I explained it to a friend in these terms. Anybody who has been in a very long-term romance is probably familiar with the safe rut a couple can fall into. You’re in love but it feels like there is less to discover and learn about your partner. The surprise element dwindles down like a candle just about out of wax. The sex is just ok. All of their little tricks that once wowed you are familiar and par for coarse. You love this person so the act means something and it’s nice but it doesn’t have that same honeymoon feeling of electricity and passion. I don’t want to use the word boring here but the relationship can grow to feel stale, stagnant, and predictable.

No two people will have ever have the same chemistry exchange but for me E&TB’s Siberia offers an easy to predict / more of the same approach. It sounds tired to me. I don’t hear an ounce of daring change on one single track. I could have guessed an older and more-tame Ian would write songs like these. I love Echo so I can’t hate it but I have moved past them or at least a record that sounds like a poor Xerox of their better days.

I will keep Siberia, play “Stormy Weather” when I want to be reminded that there is still some connection between us but this is the audio equivalent to a cup of coffee with an ex. You know, “it’s nice to see you again and we should do this again real soon” but in all honesty seeing them again was weird and you won’t do it again any time soon.

Why should a relationship with an artist work any differently than any other kind of relationship. Some last the test of time and some don’t. Be it growing apart over time, creative differences, a shift in maturity…any of these can factor into a fall out. It doesn’t make me hate the other person or band. I don’t respect them any less. I have simply moved on and in a different direction. I won’t say the thrill is gone but I would like to see other people.

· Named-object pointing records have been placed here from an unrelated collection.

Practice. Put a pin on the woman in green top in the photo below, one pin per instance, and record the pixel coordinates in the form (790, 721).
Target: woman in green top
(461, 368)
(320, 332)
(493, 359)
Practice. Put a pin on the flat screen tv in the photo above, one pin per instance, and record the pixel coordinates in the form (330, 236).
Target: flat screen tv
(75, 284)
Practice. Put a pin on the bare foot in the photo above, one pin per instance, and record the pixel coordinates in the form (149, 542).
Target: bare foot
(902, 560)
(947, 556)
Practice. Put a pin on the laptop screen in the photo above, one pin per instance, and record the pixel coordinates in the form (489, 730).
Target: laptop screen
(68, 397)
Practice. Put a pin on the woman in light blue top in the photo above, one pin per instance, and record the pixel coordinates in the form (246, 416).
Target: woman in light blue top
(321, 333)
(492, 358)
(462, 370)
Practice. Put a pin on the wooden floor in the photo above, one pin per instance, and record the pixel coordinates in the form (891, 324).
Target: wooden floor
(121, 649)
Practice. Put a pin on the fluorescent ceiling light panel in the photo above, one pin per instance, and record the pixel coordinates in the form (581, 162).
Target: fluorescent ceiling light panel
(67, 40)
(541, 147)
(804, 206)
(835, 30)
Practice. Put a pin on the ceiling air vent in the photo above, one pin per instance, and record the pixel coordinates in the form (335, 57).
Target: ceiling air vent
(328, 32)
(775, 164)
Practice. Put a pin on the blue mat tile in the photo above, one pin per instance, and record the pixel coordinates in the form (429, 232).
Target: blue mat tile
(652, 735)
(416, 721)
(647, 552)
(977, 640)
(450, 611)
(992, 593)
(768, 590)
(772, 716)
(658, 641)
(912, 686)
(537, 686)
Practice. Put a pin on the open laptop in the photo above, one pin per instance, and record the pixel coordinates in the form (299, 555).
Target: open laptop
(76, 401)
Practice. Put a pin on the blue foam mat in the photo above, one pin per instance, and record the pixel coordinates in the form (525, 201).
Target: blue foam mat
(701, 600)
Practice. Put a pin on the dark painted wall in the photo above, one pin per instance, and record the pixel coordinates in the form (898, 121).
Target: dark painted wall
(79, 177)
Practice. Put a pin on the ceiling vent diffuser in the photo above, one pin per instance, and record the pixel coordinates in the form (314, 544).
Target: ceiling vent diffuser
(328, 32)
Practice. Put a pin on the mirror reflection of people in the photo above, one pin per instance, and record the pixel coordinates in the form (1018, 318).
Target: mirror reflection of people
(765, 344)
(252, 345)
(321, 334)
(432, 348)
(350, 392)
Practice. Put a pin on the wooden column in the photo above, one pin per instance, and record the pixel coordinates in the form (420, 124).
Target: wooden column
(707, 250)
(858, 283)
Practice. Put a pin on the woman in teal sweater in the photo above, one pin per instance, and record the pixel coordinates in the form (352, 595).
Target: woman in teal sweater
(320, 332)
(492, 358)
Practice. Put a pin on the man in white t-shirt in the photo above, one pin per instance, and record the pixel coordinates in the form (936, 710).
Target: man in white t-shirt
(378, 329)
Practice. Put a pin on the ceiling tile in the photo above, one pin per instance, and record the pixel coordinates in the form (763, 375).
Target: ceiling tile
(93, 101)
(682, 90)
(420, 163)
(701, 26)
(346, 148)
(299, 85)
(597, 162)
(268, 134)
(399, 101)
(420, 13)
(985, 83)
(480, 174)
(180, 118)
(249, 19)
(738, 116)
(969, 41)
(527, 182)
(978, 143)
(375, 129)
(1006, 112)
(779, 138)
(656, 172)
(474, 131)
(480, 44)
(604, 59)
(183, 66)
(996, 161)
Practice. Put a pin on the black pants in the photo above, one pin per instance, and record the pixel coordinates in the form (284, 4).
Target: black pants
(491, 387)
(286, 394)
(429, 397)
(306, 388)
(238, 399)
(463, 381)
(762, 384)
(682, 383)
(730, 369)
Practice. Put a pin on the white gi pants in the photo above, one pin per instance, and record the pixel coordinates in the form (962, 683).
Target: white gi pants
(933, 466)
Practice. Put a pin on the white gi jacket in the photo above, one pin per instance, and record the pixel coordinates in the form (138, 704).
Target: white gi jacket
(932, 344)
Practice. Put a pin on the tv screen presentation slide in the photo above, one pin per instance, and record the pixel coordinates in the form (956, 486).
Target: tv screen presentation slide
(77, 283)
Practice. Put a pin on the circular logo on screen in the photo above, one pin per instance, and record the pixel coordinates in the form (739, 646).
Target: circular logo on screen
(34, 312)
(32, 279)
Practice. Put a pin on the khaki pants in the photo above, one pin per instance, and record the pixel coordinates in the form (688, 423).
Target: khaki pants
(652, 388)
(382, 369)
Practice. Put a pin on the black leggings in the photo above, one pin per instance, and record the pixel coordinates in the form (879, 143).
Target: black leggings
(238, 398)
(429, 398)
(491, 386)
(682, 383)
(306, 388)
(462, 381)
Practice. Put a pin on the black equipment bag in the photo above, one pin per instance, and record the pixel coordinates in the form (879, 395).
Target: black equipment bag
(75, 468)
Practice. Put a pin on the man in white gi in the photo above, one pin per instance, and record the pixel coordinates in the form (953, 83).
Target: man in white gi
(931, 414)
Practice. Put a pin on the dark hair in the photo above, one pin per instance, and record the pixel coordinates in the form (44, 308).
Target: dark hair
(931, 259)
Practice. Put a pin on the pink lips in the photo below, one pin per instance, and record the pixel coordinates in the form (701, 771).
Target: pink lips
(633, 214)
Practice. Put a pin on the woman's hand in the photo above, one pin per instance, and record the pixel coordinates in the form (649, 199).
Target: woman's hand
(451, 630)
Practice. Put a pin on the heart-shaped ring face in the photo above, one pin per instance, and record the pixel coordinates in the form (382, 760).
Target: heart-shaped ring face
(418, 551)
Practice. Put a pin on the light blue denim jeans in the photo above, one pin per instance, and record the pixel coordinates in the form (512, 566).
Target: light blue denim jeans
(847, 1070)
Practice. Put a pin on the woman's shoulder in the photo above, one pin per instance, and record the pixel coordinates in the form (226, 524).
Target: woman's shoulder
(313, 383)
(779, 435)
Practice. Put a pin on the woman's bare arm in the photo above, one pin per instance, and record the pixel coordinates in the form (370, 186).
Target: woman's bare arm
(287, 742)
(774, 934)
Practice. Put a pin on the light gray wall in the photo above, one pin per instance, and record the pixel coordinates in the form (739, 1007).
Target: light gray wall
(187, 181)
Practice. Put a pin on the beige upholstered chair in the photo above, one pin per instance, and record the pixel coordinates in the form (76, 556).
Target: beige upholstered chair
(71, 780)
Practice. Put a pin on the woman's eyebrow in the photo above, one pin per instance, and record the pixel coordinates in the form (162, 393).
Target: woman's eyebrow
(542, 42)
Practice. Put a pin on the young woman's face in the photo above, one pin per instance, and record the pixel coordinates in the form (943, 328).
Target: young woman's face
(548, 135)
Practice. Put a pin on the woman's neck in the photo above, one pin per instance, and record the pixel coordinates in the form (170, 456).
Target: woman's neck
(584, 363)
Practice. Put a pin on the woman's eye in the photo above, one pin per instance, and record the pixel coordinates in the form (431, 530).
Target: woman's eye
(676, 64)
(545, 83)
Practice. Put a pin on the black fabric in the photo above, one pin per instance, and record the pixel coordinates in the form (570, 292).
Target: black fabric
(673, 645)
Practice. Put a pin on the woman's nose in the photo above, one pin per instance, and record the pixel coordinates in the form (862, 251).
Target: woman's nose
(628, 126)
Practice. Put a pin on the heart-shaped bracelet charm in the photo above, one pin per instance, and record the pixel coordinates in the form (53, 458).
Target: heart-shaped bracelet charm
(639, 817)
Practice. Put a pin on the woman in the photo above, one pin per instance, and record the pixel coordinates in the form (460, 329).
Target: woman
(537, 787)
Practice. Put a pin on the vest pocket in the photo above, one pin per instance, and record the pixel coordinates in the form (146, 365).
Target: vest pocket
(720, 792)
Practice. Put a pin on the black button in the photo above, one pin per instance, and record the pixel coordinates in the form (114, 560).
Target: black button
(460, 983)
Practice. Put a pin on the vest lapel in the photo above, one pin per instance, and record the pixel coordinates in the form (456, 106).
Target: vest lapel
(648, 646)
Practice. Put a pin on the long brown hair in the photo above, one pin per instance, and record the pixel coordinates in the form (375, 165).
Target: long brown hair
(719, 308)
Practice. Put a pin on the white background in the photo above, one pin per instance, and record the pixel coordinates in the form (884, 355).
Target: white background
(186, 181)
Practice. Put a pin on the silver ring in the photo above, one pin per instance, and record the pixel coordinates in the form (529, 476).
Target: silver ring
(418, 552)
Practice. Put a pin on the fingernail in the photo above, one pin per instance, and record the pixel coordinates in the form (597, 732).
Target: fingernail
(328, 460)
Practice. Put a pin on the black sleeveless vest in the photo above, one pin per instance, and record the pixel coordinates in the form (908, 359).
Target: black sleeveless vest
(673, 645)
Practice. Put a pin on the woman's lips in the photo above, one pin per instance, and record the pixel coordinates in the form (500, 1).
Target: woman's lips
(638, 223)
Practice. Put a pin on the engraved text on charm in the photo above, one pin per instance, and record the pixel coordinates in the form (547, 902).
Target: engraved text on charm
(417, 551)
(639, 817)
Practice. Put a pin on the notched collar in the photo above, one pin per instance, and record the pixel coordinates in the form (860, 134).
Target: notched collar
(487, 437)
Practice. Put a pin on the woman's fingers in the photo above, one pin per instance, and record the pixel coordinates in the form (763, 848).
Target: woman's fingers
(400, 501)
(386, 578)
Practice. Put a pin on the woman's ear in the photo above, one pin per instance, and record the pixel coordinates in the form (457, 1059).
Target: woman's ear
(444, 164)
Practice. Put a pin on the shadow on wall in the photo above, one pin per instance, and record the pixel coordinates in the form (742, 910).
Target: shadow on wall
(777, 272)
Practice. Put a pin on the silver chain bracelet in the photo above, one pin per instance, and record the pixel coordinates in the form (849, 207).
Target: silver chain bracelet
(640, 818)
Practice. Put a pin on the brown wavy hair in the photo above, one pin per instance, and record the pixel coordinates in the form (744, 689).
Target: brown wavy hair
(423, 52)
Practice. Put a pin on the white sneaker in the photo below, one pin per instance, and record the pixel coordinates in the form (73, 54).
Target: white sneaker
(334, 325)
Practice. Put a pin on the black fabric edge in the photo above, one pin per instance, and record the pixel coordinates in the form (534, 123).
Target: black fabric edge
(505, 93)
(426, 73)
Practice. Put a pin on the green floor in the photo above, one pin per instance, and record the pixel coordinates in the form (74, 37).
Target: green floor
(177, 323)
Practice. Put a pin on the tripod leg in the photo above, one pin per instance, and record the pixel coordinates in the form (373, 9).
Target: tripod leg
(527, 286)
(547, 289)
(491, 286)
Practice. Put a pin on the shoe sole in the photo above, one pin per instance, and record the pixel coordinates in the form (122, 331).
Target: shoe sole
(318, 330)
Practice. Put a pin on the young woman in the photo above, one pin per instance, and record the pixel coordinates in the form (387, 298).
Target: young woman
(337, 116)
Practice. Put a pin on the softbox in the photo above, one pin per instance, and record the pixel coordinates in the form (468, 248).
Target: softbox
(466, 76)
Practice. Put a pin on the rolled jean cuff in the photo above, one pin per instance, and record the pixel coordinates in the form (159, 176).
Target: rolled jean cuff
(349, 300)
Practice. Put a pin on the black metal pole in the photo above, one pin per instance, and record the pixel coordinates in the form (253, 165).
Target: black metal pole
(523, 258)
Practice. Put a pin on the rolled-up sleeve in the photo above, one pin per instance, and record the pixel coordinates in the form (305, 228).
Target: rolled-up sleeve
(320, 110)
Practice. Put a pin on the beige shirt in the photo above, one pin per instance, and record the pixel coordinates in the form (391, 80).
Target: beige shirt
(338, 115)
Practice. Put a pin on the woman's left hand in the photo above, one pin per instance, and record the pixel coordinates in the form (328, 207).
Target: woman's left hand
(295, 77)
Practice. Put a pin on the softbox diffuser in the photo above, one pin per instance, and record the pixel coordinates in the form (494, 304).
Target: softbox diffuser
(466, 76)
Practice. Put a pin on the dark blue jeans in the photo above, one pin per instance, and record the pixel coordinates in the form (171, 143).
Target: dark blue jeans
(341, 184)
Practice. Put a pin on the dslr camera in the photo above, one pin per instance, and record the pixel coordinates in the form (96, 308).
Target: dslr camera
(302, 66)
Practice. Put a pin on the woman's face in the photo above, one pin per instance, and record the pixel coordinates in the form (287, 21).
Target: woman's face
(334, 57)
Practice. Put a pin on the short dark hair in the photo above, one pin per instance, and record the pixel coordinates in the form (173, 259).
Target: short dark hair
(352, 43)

It’s not you baby, it’s me.

The PFM review is a less personal / more professional take on the release but we come up with the same basic rating. I might have been even tougher and offered a 5 something. I wholly agree with all the PFM technical more specific thumbs down to Siberia and I am now more inclined to say it just might you dear Echo after all.

It’s definitely not just me.

* A very cool side note to this story is I have run into the goth employee several times over the past 20 years and had a chance to say thank you for changing my life, that I still own every one of those records, and that he will forever remain classic crush material. If that doesn't make you record clerks out there understand your influence and potential power, I don't know what will, ha!